Over on our Patheos channel, Paddy Gilger takes a (deeper) look at the Kim Kardashian photos:
I have spent more time than I care to admit – by which I mean any time at all – looking at this photograph of Kim Kardashian and feeling annoyed. It took me a few moments of that time to figure out why, but here it is: I felt annoyed because I felt controlled, manipulated. And I didn’t like it.
He asks us to pay attention to what happens to us when we look at these photos:
…what is looking at this photograph of Ms. Kardashian doing to me? Who are we told to be as we look?

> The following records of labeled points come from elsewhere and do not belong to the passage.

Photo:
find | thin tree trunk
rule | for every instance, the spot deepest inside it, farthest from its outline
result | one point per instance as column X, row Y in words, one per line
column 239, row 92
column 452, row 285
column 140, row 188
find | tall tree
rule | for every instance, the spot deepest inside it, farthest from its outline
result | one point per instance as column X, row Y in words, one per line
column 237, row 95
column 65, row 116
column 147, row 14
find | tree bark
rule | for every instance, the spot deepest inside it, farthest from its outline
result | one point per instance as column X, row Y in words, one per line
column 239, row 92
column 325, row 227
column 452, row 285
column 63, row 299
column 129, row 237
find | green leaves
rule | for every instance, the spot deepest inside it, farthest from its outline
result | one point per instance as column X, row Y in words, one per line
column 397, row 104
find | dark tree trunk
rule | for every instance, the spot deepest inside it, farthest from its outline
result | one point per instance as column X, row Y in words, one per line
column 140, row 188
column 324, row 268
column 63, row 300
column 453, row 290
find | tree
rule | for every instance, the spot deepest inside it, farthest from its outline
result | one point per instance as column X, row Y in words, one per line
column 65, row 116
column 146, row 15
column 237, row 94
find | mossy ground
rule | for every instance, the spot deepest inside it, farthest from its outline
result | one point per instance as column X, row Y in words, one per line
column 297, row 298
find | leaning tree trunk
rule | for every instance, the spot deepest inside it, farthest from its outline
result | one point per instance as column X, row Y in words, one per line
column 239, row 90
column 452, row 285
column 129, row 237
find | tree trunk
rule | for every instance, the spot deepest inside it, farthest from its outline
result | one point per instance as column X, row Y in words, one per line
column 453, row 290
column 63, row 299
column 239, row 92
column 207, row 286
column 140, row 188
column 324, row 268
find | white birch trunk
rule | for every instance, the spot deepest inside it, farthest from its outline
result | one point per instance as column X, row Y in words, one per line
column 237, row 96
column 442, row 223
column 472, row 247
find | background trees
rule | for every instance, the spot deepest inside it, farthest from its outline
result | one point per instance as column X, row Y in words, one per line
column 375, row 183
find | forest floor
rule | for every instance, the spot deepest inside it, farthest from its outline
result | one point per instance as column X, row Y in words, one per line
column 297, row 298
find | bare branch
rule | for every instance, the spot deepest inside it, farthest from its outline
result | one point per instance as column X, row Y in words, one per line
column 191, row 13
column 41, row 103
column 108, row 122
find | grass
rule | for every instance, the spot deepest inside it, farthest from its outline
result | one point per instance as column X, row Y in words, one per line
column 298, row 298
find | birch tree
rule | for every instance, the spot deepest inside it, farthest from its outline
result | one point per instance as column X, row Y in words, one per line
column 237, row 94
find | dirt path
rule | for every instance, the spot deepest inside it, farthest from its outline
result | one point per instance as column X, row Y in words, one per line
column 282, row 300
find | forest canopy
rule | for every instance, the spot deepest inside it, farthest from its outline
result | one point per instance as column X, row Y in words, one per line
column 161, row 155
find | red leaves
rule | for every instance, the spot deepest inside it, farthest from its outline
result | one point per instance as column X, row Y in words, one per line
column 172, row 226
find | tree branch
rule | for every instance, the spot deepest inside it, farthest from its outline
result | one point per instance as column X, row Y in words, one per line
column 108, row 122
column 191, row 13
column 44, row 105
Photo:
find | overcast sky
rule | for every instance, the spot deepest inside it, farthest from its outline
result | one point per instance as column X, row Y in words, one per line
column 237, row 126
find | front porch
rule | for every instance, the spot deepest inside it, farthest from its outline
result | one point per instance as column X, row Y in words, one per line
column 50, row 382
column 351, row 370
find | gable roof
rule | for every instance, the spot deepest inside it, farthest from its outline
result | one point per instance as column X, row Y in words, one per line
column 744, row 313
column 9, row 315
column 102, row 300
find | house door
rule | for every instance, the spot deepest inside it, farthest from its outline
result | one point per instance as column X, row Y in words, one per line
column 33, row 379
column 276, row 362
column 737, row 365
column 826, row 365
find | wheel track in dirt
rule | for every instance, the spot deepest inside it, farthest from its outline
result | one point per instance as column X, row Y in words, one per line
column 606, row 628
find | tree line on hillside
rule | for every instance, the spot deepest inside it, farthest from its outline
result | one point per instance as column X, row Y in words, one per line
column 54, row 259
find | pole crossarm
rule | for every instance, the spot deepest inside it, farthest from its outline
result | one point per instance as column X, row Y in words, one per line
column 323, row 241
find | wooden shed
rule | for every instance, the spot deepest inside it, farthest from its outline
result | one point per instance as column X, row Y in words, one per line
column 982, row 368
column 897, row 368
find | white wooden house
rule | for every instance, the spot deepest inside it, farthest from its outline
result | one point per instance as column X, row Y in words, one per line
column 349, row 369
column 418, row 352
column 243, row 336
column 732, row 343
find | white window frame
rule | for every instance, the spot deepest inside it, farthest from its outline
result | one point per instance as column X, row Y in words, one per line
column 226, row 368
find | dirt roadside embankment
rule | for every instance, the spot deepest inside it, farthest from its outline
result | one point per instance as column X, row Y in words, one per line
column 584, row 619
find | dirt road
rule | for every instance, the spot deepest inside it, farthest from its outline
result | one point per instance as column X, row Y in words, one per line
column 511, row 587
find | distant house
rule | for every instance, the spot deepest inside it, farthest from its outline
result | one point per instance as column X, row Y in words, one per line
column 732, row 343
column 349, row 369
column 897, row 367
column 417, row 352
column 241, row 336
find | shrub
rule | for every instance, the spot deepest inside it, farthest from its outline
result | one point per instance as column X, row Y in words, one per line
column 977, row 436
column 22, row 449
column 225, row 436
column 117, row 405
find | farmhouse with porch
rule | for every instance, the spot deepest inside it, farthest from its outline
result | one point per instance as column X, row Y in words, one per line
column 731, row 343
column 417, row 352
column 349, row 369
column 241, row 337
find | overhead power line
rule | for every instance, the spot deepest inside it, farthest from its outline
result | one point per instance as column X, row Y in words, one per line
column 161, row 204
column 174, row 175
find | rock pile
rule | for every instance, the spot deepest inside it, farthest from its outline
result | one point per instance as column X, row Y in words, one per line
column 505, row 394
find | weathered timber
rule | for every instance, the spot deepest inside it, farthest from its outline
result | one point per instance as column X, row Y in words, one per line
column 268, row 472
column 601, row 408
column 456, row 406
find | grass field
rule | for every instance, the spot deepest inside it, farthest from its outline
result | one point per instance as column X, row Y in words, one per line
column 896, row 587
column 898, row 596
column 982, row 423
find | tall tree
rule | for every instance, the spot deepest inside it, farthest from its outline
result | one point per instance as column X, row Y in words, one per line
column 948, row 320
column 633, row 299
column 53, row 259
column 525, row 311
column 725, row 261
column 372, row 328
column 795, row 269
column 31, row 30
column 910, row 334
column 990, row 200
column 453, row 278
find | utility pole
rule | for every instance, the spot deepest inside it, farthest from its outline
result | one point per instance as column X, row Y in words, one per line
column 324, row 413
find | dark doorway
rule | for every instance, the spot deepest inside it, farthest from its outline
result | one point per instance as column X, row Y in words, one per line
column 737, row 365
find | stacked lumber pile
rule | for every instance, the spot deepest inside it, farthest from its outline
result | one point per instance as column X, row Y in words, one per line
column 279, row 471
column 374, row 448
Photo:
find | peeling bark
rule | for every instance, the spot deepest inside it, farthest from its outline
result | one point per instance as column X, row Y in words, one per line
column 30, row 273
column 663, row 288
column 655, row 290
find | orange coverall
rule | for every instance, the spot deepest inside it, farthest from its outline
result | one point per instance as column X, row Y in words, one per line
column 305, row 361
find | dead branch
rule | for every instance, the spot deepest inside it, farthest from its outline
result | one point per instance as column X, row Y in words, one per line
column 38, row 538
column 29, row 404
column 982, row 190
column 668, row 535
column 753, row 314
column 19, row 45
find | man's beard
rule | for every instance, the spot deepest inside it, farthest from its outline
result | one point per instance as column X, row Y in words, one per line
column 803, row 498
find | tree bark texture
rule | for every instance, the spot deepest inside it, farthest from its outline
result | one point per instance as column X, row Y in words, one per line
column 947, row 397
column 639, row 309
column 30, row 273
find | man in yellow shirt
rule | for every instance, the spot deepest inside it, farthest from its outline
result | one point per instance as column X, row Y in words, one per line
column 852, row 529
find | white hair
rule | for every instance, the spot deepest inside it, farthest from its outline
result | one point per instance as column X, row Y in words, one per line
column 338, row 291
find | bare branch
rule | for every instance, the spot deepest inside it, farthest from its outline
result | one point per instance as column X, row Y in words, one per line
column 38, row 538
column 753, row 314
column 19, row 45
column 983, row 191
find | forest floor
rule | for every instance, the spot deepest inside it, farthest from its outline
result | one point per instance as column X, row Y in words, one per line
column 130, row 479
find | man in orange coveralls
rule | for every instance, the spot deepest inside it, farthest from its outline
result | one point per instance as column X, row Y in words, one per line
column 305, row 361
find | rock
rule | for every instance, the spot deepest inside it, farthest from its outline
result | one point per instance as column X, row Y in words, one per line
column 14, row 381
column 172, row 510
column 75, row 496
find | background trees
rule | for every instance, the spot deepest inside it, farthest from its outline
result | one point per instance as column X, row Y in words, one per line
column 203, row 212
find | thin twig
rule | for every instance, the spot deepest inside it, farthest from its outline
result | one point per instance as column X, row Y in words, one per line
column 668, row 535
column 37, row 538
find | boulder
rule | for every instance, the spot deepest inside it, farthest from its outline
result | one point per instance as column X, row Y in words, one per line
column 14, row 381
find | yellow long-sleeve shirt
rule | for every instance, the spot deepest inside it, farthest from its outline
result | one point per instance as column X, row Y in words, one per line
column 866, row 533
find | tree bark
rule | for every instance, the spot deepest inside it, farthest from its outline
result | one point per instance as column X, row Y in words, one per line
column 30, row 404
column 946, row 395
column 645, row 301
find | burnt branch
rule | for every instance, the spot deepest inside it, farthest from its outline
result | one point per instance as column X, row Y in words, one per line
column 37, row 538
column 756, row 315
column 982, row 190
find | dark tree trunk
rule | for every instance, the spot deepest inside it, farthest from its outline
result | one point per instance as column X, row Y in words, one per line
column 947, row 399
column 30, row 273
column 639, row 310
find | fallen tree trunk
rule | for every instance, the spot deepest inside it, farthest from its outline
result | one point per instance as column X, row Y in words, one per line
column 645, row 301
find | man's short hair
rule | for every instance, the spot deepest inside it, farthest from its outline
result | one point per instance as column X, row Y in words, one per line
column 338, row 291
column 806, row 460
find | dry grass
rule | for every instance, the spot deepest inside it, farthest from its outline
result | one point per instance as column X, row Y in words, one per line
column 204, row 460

We are told to be sexual. Just be possessed by your erotic desires. It’s a gaze of lust we’re asked to take on, a gaze that allows its vision to be narrowed until the only visible thing is Ms. Kardashian’s body and that body is only viewed as the object of a self-centered passion. If we look in this way we become nothing more a libido.
…
We are told to be callous. All your responses have already been expected and accounted for. This is the anesthetized gaze of the one who knows that the photograph is supposed to be “shocking” and “titillating” (whereas what would really be shocking is if we weren’t beyond being shocked). But when we learn to look callously it just means sinking into an ironic disdain, escaping into a comfortable numbness.
And finally, he suggests — with help from a YouTube video portrait a father made of his daughter — that there’s another way for us to look at each other:
We know, but she looks at us. And she asks, in the looking, that we look at her as he does, filling her up with loving admiration and amazement at her existence, pouring into her gratitude for the beauty that is her life.